Paul W. Nisly taught at Messiah College (now Messiah University) for 36 years full-time and 12 years part-time. His Ph.D. is from the University of Kansas, where he wrote his dissertation on Flannery O’Connor. He is an Americanist with particular focus on the Modern Period, specifically Southern literature, but he has taught many other courses as well. Among the courses which he taught are Modern American Literature, Modern British Literature, American Literature before 1900, The God-Haunted South, The English Novel, Literature Seminar (the senior capstone course), Literature and the Life of Faith (a General Education course), as well as two interdisciplinary Humanities courses, Skills and Perceptions and Modern Issues and Christian Values.

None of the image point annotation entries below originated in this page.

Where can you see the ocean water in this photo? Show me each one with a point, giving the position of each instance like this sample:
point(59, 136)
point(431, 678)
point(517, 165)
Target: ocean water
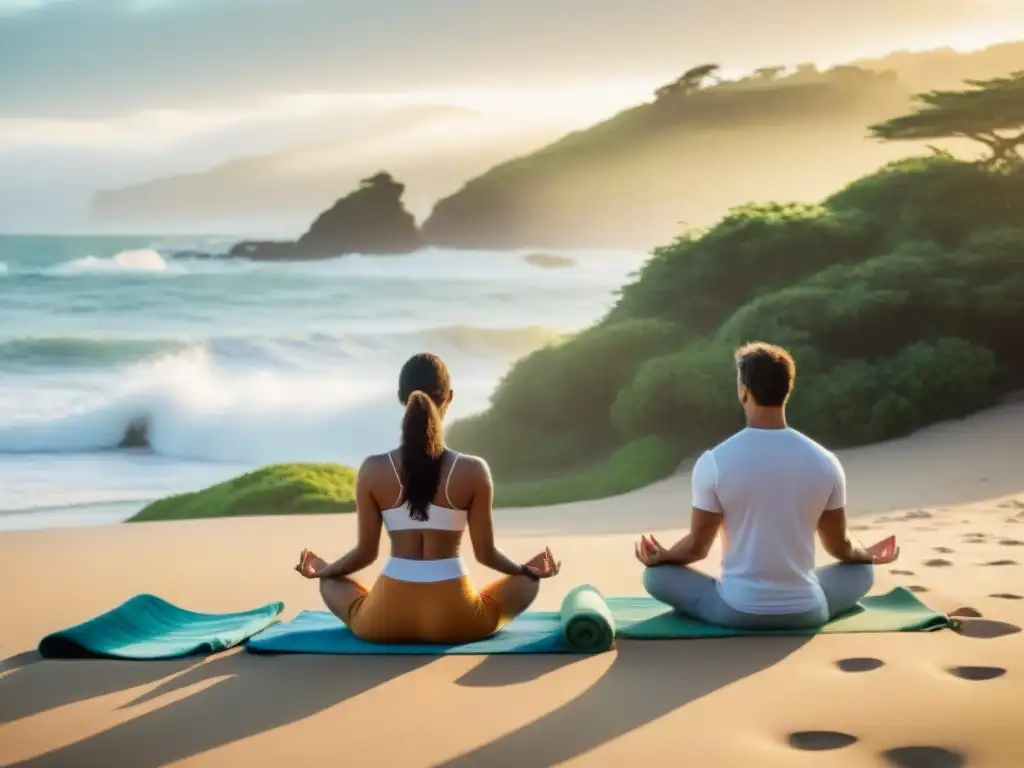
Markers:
point(233, 365)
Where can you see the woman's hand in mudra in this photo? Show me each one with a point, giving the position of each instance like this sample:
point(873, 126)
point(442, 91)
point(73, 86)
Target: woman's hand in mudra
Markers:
point(544, 565)
point(309, 564)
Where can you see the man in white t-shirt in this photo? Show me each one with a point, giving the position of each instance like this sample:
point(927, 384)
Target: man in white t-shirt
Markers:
point(772, 488)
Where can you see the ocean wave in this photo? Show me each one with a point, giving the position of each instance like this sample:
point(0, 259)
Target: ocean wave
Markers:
point(186, 408)
point(72, 351)
point(283, 351)
point(141, 260)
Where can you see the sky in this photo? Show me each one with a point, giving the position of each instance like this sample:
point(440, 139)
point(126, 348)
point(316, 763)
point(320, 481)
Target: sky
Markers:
point(95, 93)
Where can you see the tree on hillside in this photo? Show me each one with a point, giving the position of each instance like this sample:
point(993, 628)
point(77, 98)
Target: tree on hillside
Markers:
point(768, 73)
point(990, 112)
point(690, 81)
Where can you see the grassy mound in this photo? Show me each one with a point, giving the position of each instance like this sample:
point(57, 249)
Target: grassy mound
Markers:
point(278, 489)
point(900, 297)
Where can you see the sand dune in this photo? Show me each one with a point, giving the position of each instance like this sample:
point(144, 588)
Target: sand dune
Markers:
point(953, 495)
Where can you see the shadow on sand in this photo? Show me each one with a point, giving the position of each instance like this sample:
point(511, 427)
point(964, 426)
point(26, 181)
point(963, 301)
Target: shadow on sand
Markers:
point(647, 680)
point(244, 684)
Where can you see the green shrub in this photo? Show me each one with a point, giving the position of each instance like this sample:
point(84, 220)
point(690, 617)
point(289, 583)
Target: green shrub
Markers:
point(686, 396)
point(700, 281)
point(900, 297)
point(629, 467)
point(552, 408)
point(937, 199)
point(278, 489)
point(928, 381)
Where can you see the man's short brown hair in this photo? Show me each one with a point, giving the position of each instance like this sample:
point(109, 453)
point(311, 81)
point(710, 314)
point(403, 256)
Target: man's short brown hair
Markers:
point(767, 371)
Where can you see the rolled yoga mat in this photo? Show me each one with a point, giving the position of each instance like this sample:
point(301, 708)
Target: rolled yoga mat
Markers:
point(587, 624)
point(148, 628)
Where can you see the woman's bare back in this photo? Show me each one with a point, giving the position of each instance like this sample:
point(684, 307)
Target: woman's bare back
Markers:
point(455, 491)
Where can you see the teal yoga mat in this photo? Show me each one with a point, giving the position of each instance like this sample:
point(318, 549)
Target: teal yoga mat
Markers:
point(148, 628)
point(584, 625)
point(570, 631)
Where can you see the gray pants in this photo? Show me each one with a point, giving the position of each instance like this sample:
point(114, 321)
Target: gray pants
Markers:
point(694, 594)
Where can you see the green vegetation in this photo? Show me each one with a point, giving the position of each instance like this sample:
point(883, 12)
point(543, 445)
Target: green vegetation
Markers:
point(278, 489)
point(901, 297)
point(986, 113)
point(702, 144)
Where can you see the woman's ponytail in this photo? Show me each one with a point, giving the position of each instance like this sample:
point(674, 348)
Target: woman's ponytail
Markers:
point(422, 450)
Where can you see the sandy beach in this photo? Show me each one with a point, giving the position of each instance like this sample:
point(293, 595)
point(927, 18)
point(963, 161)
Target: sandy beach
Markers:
point(953, 495)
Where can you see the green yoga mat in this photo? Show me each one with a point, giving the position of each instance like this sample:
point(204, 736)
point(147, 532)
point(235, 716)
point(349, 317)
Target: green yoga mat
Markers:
point(898, 610)
point(148, 628)
point(586, 622)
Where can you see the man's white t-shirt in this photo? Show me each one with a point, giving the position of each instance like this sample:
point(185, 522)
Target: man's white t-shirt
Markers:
point(770, 486)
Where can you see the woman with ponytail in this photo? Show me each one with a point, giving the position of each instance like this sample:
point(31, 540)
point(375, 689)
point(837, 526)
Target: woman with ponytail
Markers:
point(426, 497)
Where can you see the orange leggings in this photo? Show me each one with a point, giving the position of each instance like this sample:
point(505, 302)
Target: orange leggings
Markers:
point(449, 611)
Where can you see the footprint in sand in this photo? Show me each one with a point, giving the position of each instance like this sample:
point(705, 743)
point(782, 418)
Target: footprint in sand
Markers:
point(924, 757)
point(966, 612)
point(820, 740)
point(977, 673)
point(985, 629)
point(859, 664)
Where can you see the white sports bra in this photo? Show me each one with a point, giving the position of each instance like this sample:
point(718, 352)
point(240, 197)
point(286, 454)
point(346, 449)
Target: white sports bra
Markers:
point(439, 518)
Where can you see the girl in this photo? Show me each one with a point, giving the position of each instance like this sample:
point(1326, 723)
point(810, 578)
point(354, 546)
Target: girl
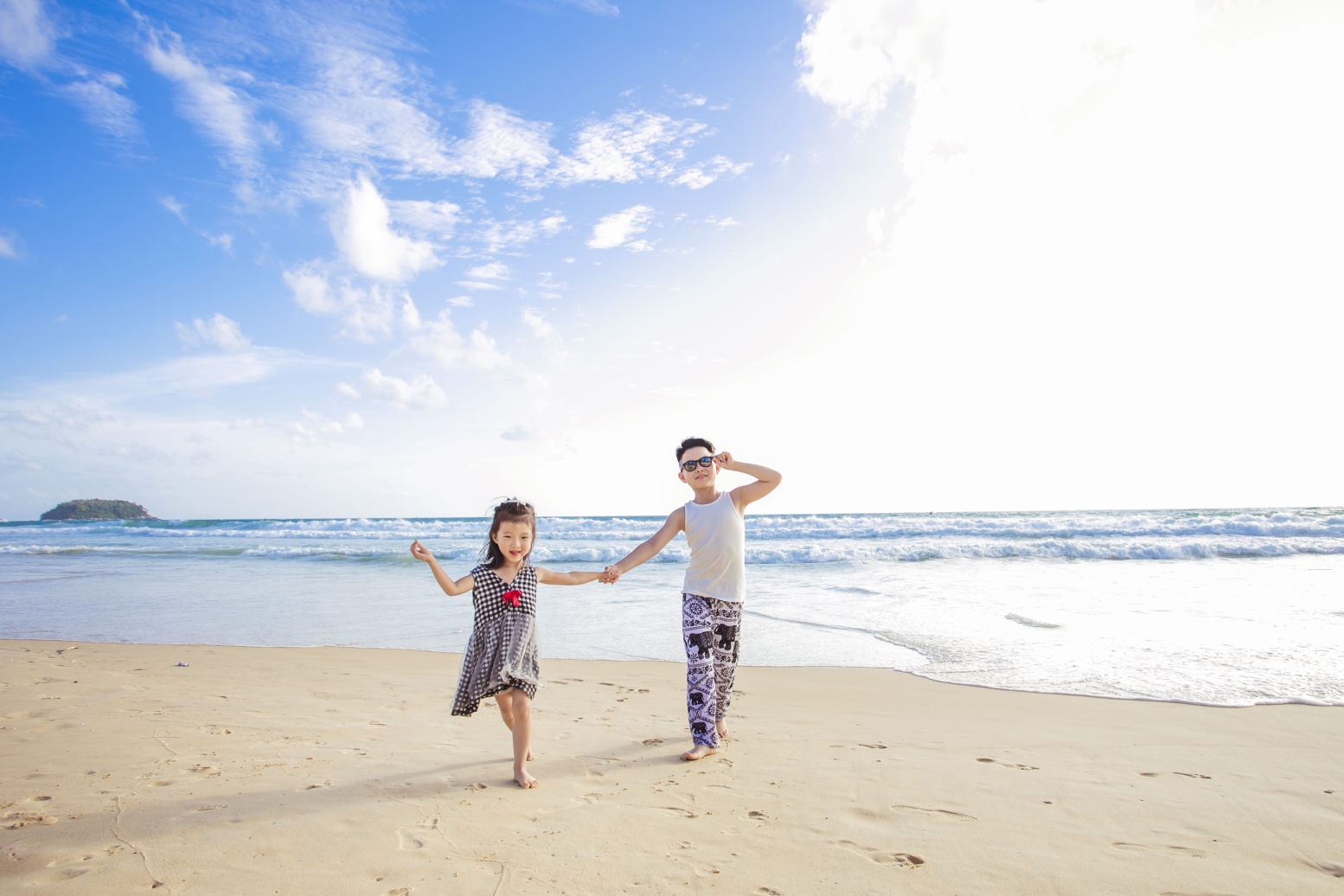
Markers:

Nisly served for 24 years as chair of a diverse department, for many years named Language, Literature, and Fine Arts. He also served on a number of college-wide committees, including the Faculty Senate. In addition to his life in academe, he served as an ordained minister and leader in the Mennonite Church, a service which has continued since his retirement from Messiah. He says he is blessed to have had a wonderfully satisfying calling from God to serve in the academy and the church.
Recently, he presented two papers to a Literature Camp, one on “Reading Flannery O’Connor” and the second titled “Why Write Memoirs?” He has just completed his own memoir: God’s Guidance: A Kansas Amish Farm Boy Reflects on Being Led to Places He Had Not Planned to Go. For all the years he has been granted he writes, Soli Deo Gloria.